Die bisherigen sozialistischen Versuche haben alle zu Systemen geführt, in denen Konkurrenz unter den Menschen nicht überwunden, sondern nur neu definiert wurde, in denen die Trennung der Produzenten von ihren Produktionsmitteln zwar formal aber nicht real aufgehoben wurde, in denen die Mehrzahl der Menschen nicht von Fremdbestimmung befreit, sondern nur einer neu verfassten Fremdbestimmung unterworfen wurden.  Auch nachdem dies längst klar ist, herrscht immer noch  große Ratlosigkeit bei der Mehrzahl der antikapitalistischen Linken und diese führt zur Tatenlosigkeit.

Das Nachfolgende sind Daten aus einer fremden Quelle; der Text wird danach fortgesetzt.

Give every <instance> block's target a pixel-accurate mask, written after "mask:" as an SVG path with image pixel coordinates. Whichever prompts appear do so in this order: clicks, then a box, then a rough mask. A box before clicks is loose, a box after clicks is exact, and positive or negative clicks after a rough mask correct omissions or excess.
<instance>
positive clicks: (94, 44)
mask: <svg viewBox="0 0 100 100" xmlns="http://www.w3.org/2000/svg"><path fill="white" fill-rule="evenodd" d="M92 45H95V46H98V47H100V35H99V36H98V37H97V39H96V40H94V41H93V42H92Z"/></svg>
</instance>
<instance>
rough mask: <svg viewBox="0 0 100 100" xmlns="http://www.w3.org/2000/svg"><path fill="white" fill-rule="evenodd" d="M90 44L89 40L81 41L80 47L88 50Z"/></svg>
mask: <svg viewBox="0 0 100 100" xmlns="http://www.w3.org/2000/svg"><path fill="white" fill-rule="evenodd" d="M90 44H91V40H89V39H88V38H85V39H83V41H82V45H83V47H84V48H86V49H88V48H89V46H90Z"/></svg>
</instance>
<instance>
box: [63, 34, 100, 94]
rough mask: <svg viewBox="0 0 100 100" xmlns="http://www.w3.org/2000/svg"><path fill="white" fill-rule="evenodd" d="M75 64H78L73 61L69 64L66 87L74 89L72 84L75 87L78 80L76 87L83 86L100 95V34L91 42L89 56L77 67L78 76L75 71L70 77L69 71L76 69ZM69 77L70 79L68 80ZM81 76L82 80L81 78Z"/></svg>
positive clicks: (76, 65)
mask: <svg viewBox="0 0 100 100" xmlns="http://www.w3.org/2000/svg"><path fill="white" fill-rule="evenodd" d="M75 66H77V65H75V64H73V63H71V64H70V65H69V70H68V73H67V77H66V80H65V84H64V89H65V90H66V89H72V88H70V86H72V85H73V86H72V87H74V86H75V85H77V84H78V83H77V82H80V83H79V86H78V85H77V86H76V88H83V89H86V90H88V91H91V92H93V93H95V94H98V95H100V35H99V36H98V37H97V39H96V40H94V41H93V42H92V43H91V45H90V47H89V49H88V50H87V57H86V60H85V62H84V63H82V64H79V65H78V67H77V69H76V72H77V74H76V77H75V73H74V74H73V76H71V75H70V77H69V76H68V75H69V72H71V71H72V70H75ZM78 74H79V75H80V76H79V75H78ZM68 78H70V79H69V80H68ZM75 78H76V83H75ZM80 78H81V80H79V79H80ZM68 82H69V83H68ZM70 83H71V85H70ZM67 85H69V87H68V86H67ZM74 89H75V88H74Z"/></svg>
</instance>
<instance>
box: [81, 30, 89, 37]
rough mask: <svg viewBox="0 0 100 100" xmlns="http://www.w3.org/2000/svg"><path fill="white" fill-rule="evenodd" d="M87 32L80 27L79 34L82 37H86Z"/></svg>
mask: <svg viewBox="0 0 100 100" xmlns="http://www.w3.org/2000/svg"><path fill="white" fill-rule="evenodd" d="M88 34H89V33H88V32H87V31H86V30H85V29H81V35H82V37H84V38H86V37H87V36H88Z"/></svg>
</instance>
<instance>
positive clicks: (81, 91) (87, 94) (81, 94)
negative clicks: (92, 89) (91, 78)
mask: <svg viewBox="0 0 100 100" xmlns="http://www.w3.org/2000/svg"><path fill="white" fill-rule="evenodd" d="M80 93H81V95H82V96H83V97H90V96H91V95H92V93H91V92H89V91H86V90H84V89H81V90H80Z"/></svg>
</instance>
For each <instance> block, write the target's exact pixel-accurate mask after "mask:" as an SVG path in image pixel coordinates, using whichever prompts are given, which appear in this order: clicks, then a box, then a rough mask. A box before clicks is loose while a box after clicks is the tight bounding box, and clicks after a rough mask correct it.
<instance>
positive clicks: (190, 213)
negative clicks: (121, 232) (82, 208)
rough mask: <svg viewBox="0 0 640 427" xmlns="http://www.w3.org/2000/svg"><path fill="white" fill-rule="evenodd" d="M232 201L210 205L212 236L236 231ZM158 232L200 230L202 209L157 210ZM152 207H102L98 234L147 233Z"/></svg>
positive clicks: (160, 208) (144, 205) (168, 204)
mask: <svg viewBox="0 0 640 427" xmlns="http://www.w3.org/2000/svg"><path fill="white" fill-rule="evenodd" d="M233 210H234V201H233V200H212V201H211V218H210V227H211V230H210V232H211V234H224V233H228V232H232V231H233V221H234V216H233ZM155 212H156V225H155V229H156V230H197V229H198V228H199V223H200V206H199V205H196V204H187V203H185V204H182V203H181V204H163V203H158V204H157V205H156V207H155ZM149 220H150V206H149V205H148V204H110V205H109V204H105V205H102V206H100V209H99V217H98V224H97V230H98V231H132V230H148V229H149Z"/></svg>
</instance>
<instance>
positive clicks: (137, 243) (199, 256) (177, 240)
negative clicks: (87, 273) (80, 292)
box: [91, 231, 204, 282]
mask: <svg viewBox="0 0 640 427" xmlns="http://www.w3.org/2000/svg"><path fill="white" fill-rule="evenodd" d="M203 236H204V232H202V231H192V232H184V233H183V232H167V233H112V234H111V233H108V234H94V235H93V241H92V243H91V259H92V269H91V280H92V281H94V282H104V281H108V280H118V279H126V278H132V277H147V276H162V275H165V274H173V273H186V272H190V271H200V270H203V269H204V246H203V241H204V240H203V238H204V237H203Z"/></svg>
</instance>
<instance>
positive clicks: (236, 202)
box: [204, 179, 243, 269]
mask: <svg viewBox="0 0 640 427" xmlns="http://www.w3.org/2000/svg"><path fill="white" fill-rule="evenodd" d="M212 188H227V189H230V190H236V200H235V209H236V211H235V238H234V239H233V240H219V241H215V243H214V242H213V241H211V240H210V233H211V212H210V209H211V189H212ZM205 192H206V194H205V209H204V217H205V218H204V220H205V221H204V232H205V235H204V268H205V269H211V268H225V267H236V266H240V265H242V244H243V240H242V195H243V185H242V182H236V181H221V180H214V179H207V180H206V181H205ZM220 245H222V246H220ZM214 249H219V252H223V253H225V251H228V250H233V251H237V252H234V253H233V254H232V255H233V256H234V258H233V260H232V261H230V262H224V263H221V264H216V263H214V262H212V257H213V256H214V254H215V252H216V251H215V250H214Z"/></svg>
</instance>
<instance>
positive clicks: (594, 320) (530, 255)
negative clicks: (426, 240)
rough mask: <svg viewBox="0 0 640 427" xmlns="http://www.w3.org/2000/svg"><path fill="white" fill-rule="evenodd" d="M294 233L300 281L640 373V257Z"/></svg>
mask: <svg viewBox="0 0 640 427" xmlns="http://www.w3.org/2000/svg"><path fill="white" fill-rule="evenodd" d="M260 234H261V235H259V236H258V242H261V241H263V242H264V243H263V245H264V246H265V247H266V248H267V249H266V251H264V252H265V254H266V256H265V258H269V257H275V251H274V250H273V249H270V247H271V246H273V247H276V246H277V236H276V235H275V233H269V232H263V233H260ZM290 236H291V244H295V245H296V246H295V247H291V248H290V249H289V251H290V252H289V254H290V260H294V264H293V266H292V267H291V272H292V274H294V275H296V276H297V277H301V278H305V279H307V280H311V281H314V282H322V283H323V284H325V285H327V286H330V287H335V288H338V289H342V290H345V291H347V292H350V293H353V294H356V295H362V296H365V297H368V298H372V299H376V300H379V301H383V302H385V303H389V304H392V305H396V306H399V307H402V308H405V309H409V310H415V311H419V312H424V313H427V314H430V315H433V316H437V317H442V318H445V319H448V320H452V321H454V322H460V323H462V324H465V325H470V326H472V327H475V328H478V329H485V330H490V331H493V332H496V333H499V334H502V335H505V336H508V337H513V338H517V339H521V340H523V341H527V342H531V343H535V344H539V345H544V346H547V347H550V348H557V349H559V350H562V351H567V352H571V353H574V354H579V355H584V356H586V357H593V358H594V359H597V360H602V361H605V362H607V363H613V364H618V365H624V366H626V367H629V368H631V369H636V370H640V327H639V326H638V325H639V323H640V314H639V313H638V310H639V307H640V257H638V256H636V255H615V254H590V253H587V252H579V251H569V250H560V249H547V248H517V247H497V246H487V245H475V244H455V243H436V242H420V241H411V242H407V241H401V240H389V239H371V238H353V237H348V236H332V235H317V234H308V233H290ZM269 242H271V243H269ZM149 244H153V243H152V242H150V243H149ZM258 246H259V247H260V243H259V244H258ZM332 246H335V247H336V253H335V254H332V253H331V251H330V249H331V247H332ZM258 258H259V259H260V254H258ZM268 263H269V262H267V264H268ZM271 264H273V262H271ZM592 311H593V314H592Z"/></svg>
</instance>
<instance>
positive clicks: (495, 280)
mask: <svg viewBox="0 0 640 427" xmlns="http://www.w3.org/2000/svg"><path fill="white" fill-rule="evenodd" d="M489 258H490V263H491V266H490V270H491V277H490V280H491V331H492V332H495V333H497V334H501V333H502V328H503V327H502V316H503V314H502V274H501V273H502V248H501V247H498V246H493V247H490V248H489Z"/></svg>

Ansätze für einen Sozialismus, der endlich diese Bezeichnung verdient, hätten dabei schon nach 1968 entwickelt werden können. Dazu hätte sich aber größere Teile der radikalen Linken stärker aus ihrer Formblindheit lösen müssen, die eigenen Führungsansprüche anders definieren müssen und  radikaldemokratische Strukturen akzeptieren müssen. Dass neue Lösungen für die genannten Aufgabenstellungen bis heute noch kaum sichtbar sind, wirkt lähmend. Es ist der eigentliche Grund, weshalb die antikapitalistischen Kräfte in der BRD nicht gemeinsam an der Gründung einer linken Partei jenseits der LINKEN arbeiten. Wer selbst nicht weiss, wohin er will und wie er dahin kommen soll, bleibt stehen. Die antikapitalistischen Kräfte können diese Schwachstellen am Besten in offenen gleichberechtigten Debatten und Arbeitsbeziehungen überwinden.

Die antikapitalistische Linke in der BRD wäre allerdings gut beraten, sich sofort diesen Aufgaben zu stellen anstatt Zeit und Kraft in den Erhalt linker Nischen in der LINKEN zu verschwenden. Zwar ist es in der BRD ziemlich ruhig, international gibt es jedoch Bewegung und global gesehen,  bewegen wir uns auf eine multiple Krise des Kapitalismus zu, die gekennzeichnet ist, von imperialistischen Kriegen, dem Ende der fossilen Brennstoffe und einer internationalen Finanzkrise. Im Sog transnationaler Entwicklungen kann sich auch die Ruhe in der BRD schnell erledigen, wie die Geschichte der Revolutionen des 19. und 20. Jahrhunderts zeigt. Wer sich erst dann an die Erarbeitung neuer Lösungen und den Aufbau einer sozialistischen Partei begibt, läuft in Gefahr ein weiteres Mal zu scheitern.